Subject: Update: Tuesday Won’t Work
We’ll have to meet
On Wednesday
At eight a.m.

Subject: Meeting Confirmation
When you arrive,
Please sign in—
To document your presence
At this critical discussion.

Lennie

We met because the woman who owned you
Had to let you go.
I sat on the grass with you and held you
And as you realized you were being left with strangers you struggled against me.
I brought you home and you glued yourself to the window,
Heartbroken.

I comforted you, and gave you a box to improve your vantage point,
But you had no way of understanding what had happened or why.

Yesterday I left for work
And you came to the window to watch me leave.
When I came home a few hours later you whined and pawed at me and jumped
In my lap.
Maybe you thought I wouldn’t return?
You danced for cookies and I gave them to you.

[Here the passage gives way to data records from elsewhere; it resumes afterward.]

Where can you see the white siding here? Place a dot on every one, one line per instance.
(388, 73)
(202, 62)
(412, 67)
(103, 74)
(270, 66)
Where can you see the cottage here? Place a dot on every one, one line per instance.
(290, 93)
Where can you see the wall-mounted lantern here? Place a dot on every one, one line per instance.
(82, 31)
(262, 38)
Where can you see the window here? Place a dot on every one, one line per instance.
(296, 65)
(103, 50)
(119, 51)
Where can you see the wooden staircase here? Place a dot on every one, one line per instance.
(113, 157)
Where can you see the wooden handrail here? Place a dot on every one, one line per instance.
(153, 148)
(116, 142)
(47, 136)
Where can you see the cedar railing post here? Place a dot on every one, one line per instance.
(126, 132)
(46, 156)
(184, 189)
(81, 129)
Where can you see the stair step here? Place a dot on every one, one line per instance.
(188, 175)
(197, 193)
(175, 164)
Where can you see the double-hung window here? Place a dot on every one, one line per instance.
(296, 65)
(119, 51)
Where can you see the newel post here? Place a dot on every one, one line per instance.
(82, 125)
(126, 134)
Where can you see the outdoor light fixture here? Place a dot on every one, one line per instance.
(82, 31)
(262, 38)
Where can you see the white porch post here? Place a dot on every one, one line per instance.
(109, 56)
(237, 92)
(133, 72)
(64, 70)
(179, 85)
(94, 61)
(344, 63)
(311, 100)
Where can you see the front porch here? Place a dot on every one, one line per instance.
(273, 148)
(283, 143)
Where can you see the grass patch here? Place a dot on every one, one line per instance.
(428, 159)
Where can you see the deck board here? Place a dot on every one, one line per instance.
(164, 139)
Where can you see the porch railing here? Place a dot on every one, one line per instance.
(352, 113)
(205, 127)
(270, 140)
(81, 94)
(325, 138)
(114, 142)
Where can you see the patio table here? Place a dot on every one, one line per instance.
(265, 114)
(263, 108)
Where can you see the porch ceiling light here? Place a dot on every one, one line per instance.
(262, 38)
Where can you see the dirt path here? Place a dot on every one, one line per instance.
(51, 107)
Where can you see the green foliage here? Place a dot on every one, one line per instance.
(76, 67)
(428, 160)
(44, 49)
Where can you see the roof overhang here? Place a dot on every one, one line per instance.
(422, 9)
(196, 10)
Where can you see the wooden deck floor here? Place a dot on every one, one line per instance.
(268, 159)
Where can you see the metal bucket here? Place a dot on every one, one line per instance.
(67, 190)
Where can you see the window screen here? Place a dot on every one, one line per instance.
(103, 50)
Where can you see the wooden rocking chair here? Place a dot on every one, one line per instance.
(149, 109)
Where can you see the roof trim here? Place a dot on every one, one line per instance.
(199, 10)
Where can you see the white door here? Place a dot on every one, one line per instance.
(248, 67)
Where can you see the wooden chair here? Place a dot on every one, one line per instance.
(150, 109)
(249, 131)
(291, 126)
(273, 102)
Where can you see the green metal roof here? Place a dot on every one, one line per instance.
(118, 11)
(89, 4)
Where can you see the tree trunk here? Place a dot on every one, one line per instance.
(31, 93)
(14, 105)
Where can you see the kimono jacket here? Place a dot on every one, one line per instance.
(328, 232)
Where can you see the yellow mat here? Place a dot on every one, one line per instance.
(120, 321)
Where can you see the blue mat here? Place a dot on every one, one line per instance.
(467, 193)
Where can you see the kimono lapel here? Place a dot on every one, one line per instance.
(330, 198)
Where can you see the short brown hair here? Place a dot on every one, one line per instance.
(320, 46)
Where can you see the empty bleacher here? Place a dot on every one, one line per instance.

I sometimes think about your memory of the woman who called you Remington.
I remember her crying as she left you with me.

You seem happy here, and I consider
How a dog goes through life without words
And must find contentment in the world as she finds it.

Language is a hell of a thing.

I would like to be able to tell you that I love you,
So I throw your ball, and give you another cookie, and worry how you’re feeling
Whenever I’m not home.

BRCM Co.

One Morning as the sun came up
And the jungle camps were dampened
Up the track came a New York lawyer
He was a business champion
"I've found me a land that's far away
Where no title can be counted.
It'll all be mine, I'll lay my claim
On the Big Rock Candy Mountains."

On my Big Rock Candy Mountains
You can pay by week or night
You can use your credit card
Or a cheque if you can write
Where the railroad bulls are paid real well
To make sure you don't ride

On the trains that bring my cigarette trees
To the factory where my workers bleed

At the BRCM Comp'ny

On my Big Rock Candy Mountains
All the cops drive big ol' tanks
And I can call the National Guard
If my workers sleep too late
All these shiftless idlers
Should profit me or die

I let loose the jerk who invented work
Gave him a gun and I called him "son"

At the BRCM Comp'ny

In the Big Rock Candy Mountains
All the hobos tried to fight
But they didn't have no tools or guns
And right is made by might
I locked them all up in my jail
And gave them work release

Now they slave away for a dollar a day
While I rest at ease with my dollar bill trees

At the BRCM Comp'ny

Ode to Frank

Frank,
One would not guess
Behind the bulk and the bark
And the large muzzle
(that isn’t so full of teeth)
The kindness with which you treat others.

Frank,
Your clumsy leaps and bounds
Are joy and youth and sweet 
Beams of sunlight cascading over a weedless garden full of ripened fruit
And your shy, syrupy eyes
Are lakes of pure innocence.

Frank,
I cannot come any closer to God
Than when you meet my gaze,
And, wondering what the world is to you,
I feel your soft velvety ears
And the weight of your body as you lean against me.

No Purchase

A claw twitches
A leg finds no purchase
The mass doesn’t quite writhe
They must be cold, piled on a bed of ice
The sign reads: “Caution!  The crabs WILL bite”
I wonder how long it’s been since they’ve eaten.
I’d like to feel their shells, pick one up; but they bite.
I imagine, instead, waiting to die, chilled, on a pile of brothers.

Ten Dollars

It's one banana, Michael, how much could it cost?

Sixty-three thousand gallons of bunker fuel burned?
A couple rainforests?
One point seven million dollars for paramilitary terrorists?
A few democratically elected governments?
Thirty-six years of civil war?
A superfluity, raped, tortured, murdered.

It's one banana, Michael, how much could it cost?